The basic plot elements are more or less the same as the last time this story was filmed, starring Barbara Stanwyck, in 1937. A poor but plucky mother has a daughter out of wedlock, proudly refuses financial aid from the rich man who is the father, and raises the girl on her own. Mother and daughter love each other, but the day comes when the mother - a former barmaid, now selling cosmetics door to door - realizes that the father and his sophisticated fiancee can give the girl (now college age) the advantages she needs. So the mother gives away her daughter - all but drives her away - and the ending is pure melodrama.
"Audiences came to sneer and stayed to weep," film historian Leslie Halliwell said of the 1937 version.
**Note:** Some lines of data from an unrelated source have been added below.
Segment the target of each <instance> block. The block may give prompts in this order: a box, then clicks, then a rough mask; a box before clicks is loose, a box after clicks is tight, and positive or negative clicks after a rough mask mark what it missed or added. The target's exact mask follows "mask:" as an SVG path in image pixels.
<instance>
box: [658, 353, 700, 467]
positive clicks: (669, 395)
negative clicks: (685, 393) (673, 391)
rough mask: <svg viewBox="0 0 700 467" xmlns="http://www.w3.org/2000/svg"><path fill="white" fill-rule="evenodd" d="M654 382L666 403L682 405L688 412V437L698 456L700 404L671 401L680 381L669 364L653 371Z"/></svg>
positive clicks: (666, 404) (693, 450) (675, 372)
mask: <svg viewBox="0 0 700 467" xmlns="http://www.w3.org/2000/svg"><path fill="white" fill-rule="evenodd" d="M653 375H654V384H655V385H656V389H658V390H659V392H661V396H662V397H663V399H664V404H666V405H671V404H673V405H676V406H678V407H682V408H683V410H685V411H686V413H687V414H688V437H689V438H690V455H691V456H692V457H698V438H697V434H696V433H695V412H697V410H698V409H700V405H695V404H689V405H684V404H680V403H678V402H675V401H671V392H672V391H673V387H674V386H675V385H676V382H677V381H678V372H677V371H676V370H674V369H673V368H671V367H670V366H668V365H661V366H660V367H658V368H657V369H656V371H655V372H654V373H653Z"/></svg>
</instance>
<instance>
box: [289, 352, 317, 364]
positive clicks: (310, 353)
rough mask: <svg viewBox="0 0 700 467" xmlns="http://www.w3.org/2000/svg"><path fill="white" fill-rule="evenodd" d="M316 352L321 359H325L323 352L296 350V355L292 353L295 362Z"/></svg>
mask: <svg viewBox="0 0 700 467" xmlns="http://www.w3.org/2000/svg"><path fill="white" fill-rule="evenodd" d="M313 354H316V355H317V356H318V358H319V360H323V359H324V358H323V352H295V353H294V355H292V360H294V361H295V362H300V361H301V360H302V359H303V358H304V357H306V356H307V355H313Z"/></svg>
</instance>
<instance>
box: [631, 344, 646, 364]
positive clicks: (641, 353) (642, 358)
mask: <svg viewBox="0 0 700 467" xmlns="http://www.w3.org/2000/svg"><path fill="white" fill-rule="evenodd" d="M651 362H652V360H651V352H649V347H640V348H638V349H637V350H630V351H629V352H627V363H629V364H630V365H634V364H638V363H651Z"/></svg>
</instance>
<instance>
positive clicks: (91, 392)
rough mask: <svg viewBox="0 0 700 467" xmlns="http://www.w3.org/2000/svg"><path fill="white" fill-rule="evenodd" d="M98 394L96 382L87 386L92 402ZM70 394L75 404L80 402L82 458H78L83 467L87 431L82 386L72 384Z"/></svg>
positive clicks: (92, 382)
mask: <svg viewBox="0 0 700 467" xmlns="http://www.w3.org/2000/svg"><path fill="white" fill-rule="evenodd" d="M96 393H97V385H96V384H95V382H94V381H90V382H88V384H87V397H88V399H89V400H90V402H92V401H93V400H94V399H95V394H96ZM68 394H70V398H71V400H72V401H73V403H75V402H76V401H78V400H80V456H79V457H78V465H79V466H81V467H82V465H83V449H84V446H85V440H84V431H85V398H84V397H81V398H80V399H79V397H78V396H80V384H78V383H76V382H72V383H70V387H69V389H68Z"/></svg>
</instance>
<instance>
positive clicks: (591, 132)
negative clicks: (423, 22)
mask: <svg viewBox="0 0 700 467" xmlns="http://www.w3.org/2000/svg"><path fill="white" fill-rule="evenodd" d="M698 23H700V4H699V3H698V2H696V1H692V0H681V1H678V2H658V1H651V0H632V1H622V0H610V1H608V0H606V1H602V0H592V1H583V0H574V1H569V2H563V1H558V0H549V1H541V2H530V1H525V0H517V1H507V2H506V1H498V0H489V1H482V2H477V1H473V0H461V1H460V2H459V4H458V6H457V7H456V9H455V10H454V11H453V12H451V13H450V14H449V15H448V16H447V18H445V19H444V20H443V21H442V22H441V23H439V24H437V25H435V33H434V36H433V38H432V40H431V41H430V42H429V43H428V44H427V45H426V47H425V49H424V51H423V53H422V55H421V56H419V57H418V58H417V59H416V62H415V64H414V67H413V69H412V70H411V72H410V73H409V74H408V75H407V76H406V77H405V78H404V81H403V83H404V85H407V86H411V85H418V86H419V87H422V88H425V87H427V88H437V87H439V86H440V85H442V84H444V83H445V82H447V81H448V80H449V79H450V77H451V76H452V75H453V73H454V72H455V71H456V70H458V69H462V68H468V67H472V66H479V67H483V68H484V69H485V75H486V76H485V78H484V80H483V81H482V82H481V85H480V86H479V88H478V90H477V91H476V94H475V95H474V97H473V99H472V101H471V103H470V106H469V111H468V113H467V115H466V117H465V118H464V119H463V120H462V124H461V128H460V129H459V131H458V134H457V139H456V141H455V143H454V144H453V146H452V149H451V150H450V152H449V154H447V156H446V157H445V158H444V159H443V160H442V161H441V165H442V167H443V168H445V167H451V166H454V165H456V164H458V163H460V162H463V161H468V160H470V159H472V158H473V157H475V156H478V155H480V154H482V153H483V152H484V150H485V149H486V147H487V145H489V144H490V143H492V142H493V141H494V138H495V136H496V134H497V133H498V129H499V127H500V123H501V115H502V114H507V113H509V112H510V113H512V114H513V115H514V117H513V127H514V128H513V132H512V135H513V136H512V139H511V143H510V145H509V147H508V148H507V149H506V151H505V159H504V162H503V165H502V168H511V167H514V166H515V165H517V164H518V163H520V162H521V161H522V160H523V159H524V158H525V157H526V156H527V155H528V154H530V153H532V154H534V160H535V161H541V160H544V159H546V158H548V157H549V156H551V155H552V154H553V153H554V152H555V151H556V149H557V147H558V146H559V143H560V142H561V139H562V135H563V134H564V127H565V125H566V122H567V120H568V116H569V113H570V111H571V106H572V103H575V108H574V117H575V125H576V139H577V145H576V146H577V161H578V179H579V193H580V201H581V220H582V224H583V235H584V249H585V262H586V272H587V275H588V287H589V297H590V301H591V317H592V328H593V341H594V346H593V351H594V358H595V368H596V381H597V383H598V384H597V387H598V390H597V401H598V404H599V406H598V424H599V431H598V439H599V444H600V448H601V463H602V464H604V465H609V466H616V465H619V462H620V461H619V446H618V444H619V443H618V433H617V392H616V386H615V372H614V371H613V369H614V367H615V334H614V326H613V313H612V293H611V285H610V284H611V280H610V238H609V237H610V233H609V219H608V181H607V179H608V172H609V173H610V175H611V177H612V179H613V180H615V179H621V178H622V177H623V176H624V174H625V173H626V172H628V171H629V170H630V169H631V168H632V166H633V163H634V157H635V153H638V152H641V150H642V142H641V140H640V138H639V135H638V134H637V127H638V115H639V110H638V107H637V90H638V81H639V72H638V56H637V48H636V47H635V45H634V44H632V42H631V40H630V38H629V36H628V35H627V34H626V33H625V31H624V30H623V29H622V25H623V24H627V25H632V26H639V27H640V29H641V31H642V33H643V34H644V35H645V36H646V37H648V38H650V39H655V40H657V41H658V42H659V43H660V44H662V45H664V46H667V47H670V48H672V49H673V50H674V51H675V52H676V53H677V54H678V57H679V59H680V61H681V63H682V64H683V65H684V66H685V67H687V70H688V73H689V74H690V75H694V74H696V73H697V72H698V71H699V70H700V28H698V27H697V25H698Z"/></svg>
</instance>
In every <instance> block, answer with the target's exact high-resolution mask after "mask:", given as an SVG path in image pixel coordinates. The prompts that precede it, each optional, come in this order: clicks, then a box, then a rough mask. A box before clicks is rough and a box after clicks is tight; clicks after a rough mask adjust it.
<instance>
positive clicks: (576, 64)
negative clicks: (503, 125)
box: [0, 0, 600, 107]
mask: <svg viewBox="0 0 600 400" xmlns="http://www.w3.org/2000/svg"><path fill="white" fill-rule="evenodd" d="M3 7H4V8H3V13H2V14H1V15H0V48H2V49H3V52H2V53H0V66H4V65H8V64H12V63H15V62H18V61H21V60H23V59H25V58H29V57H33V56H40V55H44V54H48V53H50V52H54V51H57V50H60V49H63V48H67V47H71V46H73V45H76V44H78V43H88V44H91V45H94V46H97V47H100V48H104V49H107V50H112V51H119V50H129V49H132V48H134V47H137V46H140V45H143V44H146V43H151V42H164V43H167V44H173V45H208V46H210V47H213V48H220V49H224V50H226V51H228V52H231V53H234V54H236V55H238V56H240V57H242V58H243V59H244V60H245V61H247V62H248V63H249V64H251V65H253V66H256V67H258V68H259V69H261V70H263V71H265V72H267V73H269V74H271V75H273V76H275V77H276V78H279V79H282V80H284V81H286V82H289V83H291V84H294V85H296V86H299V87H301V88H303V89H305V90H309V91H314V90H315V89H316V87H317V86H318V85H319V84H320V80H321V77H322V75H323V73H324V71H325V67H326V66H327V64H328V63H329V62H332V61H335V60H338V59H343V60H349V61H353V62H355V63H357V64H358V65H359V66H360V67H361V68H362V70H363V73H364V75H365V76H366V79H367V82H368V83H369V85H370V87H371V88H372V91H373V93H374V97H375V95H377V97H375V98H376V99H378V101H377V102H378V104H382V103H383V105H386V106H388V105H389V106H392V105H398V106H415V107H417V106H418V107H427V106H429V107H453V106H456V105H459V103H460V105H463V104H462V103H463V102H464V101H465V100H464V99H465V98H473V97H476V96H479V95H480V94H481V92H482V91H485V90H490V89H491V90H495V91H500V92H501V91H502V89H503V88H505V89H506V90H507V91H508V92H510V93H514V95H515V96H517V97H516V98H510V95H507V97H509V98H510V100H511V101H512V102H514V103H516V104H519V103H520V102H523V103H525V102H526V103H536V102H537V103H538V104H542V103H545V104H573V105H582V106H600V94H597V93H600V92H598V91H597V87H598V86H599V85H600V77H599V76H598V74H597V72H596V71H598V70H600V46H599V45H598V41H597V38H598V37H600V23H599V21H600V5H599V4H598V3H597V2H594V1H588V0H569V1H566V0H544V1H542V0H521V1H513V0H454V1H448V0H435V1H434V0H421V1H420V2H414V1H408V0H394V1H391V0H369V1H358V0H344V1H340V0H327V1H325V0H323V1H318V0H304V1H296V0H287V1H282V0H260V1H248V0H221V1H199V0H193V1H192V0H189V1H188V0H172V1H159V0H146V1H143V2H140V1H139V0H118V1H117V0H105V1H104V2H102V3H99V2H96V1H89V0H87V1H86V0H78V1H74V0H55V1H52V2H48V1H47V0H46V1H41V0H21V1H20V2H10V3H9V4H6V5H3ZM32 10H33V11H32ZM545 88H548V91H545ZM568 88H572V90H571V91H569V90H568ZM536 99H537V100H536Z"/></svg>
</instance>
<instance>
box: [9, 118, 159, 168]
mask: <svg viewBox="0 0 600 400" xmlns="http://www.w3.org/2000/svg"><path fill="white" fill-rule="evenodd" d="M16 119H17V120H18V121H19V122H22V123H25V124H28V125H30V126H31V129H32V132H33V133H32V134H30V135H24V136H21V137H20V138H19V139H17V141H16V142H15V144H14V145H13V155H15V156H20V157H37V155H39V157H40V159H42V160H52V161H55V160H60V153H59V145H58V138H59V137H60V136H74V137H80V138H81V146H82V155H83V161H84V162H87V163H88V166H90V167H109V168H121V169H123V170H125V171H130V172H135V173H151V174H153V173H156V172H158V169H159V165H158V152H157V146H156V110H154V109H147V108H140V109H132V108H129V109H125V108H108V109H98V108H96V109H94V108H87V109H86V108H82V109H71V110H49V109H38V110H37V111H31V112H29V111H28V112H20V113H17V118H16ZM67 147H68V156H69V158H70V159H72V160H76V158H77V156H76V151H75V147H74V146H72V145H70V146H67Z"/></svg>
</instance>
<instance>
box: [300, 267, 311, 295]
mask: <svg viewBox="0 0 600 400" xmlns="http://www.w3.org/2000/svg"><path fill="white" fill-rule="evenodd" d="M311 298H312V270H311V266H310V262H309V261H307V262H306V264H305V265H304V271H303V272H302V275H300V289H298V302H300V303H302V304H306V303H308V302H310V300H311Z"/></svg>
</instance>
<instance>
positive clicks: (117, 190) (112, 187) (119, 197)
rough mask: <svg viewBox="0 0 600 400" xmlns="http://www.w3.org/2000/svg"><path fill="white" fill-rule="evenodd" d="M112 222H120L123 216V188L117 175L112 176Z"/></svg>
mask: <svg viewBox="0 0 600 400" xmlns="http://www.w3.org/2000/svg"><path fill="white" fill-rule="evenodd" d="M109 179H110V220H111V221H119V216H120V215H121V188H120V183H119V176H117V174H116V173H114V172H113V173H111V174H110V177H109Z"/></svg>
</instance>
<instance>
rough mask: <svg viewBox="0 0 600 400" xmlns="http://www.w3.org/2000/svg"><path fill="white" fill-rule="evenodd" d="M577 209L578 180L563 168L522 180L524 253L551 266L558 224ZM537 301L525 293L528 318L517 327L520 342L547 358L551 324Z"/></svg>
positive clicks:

They're likely to do the same thing this time. Every charge you can make against this movie is probably true - it's cornball, manipulative, unlikely, sentimental and shameless. But once the lights go down and the performances begin, none of those things really matter, because this "Stella" has a quality that many more sophisticated films lack: It makes us really care about its characters.
Bette Midler and Trini Alvarado play the mother and daughter as well as I can imagine them being played, with style and life. They don't put on long faces and march through the gloom. Midler must have played around with a lot of walks and a lot of accents - she must have experimented with attitudes and personal styles - before she hit on the right note for Stella. She's a tough broad who, as the movie opens in 1969, tends bar for a living and who has even been known to climb up on the bar when someone plays "The Stripper" on the jukebox. She's not educated, but she's smart and funny, and has a determined, independent attitude toward life.